I initially thought Gen Z (youth born 1995 and later) would be the hot victims aboard this self-glamourizing and socially-isolating train.

We are all caught up in it - our parents especially, who are lacking more and more in the social hosting department and trying ever so slowly to assimilate themselves by watching videos, looking at endless photo posts from across the globe, and taking selfies with goofy filters. 

Image: Mashable

Image: Mashable

This is by far not a protesting cry, but a gentle foot being put down - it is our collective responsibility to pick up after ourselves. I try to catch myself all the time, when I casually want to exit from a social gathering and peer down at my phone at the endless notifications that are not even directed towards me. Your physical life does not get any better or worse by fulfilling the need to know, to check, to bury your own worries behind someone else's fairytale projection.

Has this become the norm? The minute someone does not carefully craft something that you want to hear (IRL), you begin staring at your phone, hoping for that hot minute that something (right then and there) is going to save you and your attention span.

I often get anxiety meeting people for the first time, assuming that they will constantly be checking their phones every 10 minutes between our physical interaction - it is mildly interesting that there is value finding individuals who mindfully put away their phones, place their notifications on silent, and are incredibly engaged in your present conversation. Rarity that is highly overvalued - and this shouldn't be the case. 

This should be the norm

Image: Pinterest

I do not deny my own preference and personal use of social media channels (updating Instagram stories when I can) as the social acceptance of usage is fairly high. Lately, I have witnessed a number of networking events where the main mode of congregating people together and engaging in a 'team-bonding' effect is through the use of our phones and social media. For something that is so transient and lost in 24 hours, wouldn't you want to create an experience that is more deeply personal - one that you can take with you after you leave the event?

 

 

Of course, that isn’t to say that social media channels doesn’t have its perks - it easier to brand ourselves and change our brand identities through our social media channels and ask people to follow us than to hand out business cards where the information may have already expired or be lost in coat pockets and wallets. 
I think we are more and more afraid of admitting how common and prevalent our social anxieties are.
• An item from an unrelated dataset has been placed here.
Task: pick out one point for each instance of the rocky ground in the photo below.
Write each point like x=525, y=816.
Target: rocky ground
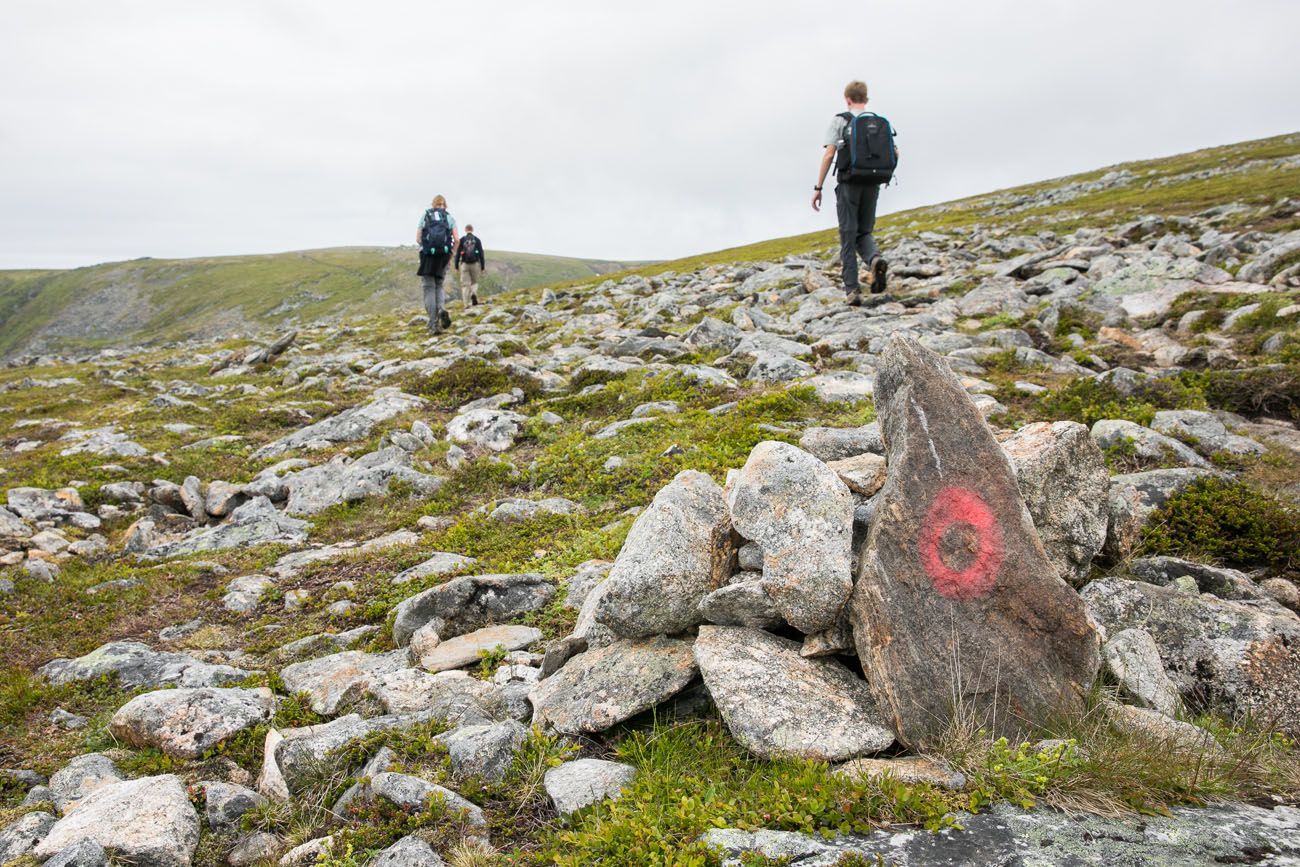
x=692, y=567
Perhaps if we could become a little bit more present, a little bit less ignorant, a little less dependent on these devices, we could spend a little bit more energy really being able to genuinely connect, look each other in the eye, reach out with a greater open-mindedness, and notice what all our commonalities are as opposed to thinking we need to be better and greater than all those that we surround ourselves with. 

Image: Julia Hilao

Image: Julia Hilao

So on my end...

I am making an active recovery as a former social media addict, to reach out to people through personal calls, meet-ups and uninterrupted social interactions to overwrite my feeling of insufficiency and assumption that people can see all of my accomplishments, vulnerabilities, and life decisions through my social media channels. The reality is, our feeds are way too saturated with stuff, as much as we would 'double-tap' or acknowledge 'watching' a story - the likelihood of something staying in our mind's attention will probably disintegrate in the course of 10 minutes. 

And for those of my friends and colleagues who keep a fair distance with social, I applaud you and only wish you the calmest of sanity to keep it up - because gosh knows the game of becoming socially involved is becoming ever more inclusive and only until you jump onto the bandwagon will you really know what the hullaballoo is on everyone's minds.